六波羅蜜 『禅定(ぜんじょう)』
 
 
お坊さんの修行って…。
いったいどんなことをやっているの?
 
 
そんな質問を受けることがあります。
 
 
普段は特別なことをやっているわけではありません。
(お坊さん向けのカリキュラムのような修行もありますが…。
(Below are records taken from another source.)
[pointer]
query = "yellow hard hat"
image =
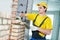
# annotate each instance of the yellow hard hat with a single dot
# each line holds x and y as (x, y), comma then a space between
(42, 4)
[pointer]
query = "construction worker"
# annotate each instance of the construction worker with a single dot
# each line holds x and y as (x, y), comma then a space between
(41, 21)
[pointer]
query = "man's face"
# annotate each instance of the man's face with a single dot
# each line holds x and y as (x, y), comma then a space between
(41, 9)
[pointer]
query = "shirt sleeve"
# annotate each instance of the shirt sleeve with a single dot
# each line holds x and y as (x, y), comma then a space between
(48, 24)
(30, 16)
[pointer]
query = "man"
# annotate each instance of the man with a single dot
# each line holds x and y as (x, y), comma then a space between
(41, 21)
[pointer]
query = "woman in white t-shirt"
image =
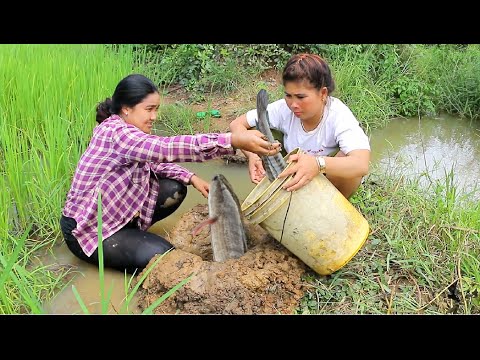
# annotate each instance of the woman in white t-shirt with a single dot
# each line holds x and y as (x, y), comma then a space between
(316, 122)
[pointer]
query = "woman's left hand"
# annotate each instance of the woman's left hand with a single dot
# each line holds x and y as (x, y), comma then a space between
(200, 184)
(305, 170)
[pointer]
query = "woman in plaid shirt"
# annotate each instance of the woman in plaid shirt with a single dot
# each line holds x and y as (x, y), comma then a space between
(136, 175)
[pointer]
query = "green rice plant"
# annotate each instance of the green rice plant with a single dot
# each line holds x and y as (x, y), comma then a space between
(174, 119)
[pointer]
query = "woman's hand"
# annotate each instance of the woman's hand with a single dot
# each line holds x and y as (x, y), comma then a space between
(200, 184)
(255, 168)
(254, 141)
(305, 170)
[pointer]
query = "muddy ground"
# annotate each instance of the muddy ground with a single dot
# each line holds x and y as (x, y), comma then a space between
(267, 279)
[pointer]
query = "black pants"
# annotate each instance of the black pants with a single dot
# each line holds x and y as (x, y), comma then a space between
(130, 248)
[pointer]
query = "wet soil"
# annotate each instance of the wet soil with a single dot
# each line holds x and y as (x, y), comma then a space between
(267, 279)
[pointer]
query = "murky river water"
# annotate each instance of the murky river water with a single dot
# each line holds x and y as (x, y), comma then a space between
(430, 146)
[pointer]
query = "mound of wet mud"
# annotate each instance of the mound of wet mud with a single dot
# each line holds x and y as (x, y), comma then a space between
(265, 280)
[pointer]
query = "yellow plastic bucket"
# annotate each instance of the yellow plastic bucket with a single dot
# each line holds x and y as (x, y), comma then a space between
(316, 223)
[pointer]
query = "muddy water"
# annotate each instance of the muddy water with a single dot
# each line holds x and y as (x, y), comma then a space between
(429, 146)
(428, 149)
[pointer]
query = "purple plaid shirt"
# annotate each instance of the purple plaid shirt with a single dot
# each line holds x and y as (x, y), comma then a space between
(117, 162)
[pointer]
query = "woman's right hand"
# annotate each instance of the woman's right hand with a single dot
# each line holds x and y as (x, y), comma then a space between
(255, 169)
(254, 141)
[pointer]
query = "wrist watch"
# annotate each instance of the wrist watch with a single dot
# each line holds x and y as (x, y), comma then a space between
(321, 164)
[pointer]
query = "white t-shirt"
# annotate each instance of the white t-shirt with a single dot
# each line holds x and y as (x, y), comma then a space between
(339, 129)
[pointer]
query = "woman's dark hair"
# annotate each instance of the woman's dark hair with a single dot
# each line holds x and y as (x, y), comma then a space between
(310, 67)
(130, 91)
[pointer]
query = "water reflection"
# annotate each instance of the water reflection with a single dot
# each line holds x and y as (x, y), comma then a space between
(432, 148)
(86, 279)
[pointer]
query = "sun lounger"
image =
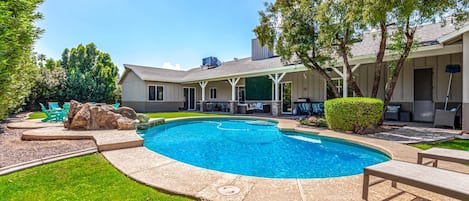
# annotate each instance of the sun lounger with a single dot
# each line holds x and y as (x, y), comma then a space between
(445, 182)
(457, 156)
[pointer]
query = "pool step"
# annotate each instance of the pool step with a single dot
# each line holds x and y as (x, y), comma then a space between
(151, 123)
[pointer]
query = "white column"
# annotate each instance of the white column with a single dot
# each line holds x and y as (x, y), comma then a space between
(344, 82)
(203, 84)
(233, 82)
(465, 83)
(276, 79)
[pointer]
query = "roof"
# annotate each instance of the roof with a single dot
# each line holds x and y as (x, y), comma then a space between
(155, 74)
(430, 32)
(369, 46)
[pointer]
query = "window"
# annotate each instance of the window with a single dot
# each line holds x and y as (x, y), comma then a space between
(339, 84)
(213, 93)
(159, 92)
(155, 93)
(151, 92)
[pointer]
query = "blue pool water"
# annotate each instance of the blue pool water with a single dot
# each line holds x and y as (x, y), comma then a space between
(258, 148)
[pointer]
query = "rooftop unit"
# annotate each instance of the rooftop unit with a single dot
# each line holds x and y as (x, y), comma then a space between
(258, 52)
(210, 62)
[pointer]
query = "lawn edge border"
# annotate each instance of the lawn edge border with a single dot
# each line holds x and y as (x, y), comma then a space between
(48, 159)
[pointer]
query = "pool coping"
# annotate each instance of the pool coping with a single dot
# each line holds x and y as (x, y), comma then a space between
(166, 174)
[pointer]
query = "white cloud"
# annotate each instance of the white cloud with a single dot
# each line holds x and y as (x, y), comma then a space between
(168, 65)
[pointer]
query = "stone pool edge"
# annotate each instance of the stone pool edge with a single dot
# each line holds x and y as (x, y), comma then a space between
(163, 173)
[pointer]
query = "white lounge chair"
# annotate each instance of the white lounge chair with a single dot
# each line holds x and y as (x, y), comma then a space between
(445, 182)
(457, 156)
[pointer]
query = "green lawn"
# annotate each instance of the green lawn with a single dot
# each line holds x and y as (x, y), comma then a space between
(168, 115)
(88, 177)
(453, 144)
(37, 115)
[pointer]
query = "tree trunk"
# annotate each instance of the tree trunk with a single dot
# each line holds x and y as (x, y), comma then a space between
(350, 79)
(395, 76)
(311, 64)
(326, 77)
(379, 60)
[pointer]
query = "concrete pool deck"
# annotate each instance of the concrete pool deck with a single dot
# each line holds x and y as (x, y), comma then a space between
(169, 175)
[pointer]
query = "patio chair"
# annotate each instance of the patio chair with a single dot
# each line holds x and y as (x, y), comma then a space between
(64, 113)
(54, 105)
(304, 108)
(445, 117)
(255, 107)
(392, 112)
(445, 182)
(52, 115)
(451, 155)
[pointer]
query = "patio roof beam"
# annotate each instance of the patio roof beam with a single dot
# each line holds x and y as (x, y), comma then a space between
(233, 82)
(203, 84)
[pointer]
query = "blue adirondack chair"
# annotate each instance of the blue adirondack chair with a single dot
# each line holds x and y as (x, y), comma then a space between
(52, 115)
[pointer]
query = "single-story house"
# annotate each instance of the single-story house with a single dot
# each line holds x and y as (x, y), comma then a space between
(422, 86)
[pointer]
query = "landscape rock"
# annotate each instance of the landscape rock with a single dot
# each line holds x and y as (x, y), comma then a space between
(125, 123)
(143, 118)
(127, 112)
(96, 117)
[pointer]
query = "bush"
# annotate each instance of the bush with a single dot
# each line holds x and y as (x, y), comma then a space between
(353, 114)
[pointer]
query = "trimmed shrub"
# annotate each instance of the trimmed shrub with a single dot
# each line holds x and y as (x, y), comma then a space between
(353, 114)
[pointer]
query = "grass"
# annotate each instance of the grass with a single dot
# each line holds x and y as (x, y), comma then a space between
(88, 177)
(37, 115)
(452, 144)
(168, 115)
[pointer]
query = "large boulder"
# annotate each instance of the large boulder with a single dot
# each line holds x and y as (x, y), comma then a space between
(143, 118)
(81, 119)
(125, 123)
(95, 117)
(127, 112)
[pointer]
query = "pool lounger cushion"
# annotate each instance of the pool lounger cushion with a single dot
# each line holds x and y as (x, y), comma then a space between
(445, 182)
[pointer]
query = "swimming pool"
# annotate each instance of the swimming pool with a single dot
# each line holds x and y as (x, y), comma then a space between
(258, 148)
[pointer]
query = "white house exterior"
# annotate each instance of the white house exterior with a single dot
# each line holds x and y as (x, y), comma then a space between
(421, 88)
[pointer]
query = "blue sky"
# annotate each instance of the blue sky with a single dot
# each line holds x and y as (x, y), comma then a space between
(170, 33)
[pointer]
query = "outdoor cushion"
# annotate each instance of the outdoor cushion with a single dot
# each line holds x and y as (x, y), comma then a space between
(393, 108)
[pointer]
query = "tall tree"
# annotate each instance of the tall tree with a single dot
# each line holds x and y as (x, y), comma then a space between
(398, 21)
(289, 27)
(17, 35)
(91, 75)
(340, 25)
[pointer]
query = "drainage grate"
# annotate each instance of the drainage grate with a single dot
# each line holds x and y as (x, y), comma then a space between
(228, 190)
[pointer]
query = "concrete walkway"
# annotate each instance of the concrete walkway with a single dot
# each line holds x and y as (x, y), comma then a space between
(173, 176)
(417, 133)
(169, 175)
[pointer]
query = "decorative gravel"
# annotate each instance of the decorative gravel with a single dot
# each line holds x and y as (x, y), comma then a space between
(13, 150)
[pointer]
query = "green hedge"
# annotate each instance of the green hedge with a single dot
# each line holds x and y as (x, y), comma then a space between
(353, 114)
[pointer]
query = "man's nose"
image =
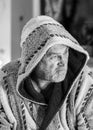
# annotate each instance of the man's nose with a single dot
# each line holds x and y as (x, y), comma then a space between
(60, 61)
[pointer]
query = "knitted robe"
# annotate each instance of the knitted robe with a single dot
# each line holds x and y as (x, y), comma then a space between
(62, 106)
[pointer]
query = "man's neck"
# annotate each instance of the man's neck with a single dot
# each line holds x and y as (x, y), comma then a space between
(40, 84)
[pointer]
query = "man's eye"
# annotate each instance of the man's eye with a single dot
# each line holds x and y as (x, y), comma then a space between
(52, 57)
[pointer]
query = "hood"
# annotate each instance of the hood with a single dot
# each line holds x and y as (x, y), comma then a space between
(38, 35)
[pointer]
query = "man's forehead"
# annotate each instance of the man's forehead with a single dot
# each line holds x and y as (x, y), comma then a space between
(57, 47)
)
 
 
基本的に『日常生活』がそのまま仏道修行という感じです。
 
 
難しいことをやっているわけではないので、
この機会に今日から一週間、
私と一緒に仏道修行をして
素敵人を目指してみましょう。
 
 
 
般若心経というお経の中に、
『波羅蜜(はらみつ)』
とか
『波羅蜜多(はらみった)』
という言葉が頻繁に出てきます。
 
 
おじいちゃんおばちゃんが、
仏壇でぼそぼそとお唱えしていたりして、
耳にしたことがある人もいるかもしれません。
 
 
そもそも、
『波羅蜜多(はらみった)』とは…
悟りの(迷いの無い)世界に到達すること。
という意味です。
 
 
そして、
悟りの世界に到達する為の修行に、
『六波羅蜜』
というのがあります。
 
 
六波羅蜜を簡単に説明すると、
布施・持戒・忍辱・精進・禅定・知恵
の六つの修行のことです。
 
 
 
今日は、
『禅定(ぜんじょう)』
についてお話したいと思います。
 
 
 
 
心が穏やかで暖かみのある人は、
他人の凍りついた心を癒すことができます。
 
 
禅定とは、
『心が静まっていて、温度が高い状態』
です。
 
 
意外と普段、
心の温度のことまでは考えないでしょ?
 
 
でも、
心の温度はかなり大切なことだったりします。
 
 
心は穏やかでもいいのですが、
温度が低くなると大変なことになります。
 
 
実際に昔、
こんな体験をしたことがあります。
 
 
 
当時は若者の間で、
何事も一生懸命にやることを、
恥ずかしいと思うような風潮がありました。
 
 
そんなときに若者がよく口にしていた言葉が、
 
『クールに』
『冷静に』
『暑苦しい』
『むき(必死)になってダサい』
 
などの言葉でした。
 
 
そういったこともあって、
この頃の私は、
何かに必死になったり、
むきになったり、
熱中することがカッコ悪いと
勘違いしていました。
 
 
きっと恋愛や仕事で失敗することや、
結果を出せずに傷つくことが怖かったから、
周囲に流されていたんでしょうね。
 
 
 
ところで、
その状態で長く過ごした私は
どうなったと思いますか?
 
 
私の場合、
この世のすべてが、
楽しくなくなったんですよ。
 
 
 
何をやっても、
嬉しくない。
楽しくない。
 
 
そして、
自分のやりたいことや
望みすらもわからない。
 
つまらないのかどうかもわからない。
 
 
完全に感情がマヒしてしまったんです。
 
 
心を安定させようとして、
心が感動を抑えるんです。
 
 
それが、
自分の中でいつの間にか当たり前になってしまって、
感動や興奮を感じる機能が
いちじるしく低下してしまったんです。
 
 
そう、
人を癒す立場になった今なら解かります。
 
 
 
非常にまずい状態ですよ(笑)。
 
 
これでは、
自分を殺すのと同じ。
 
 
(私は幸いにも、
ある時この悪循環に陥っている自分に気が付きました。)
 
 
心を安定させることだけに偏ってしまうと、
心の温度がどんどん下がっていきます。
 
 
心の温度が下がると、
感情が鈍くなって、
少しずつ無感動人間になっていきます。
 
 
そんな状態をつくりだすことが、
禅定ではないですよね。
 
 
心が穏やかで、雑念が無く、
物事に集中できてエネルギーに満ちた状態。
 
 
それが禅定だと思います。
 
 
何かに夢中になれることって
素晴らしいと思いませんか?
 
 
必死こいてムキになって、
迷い無く何かに熱くなっている。
 
 
その熱量が、
心の氷を溶かす。
 
 
そんな熱い人こそ、
素敵人だと思います。
 
 
 
あなたは何かにムキになれていますか?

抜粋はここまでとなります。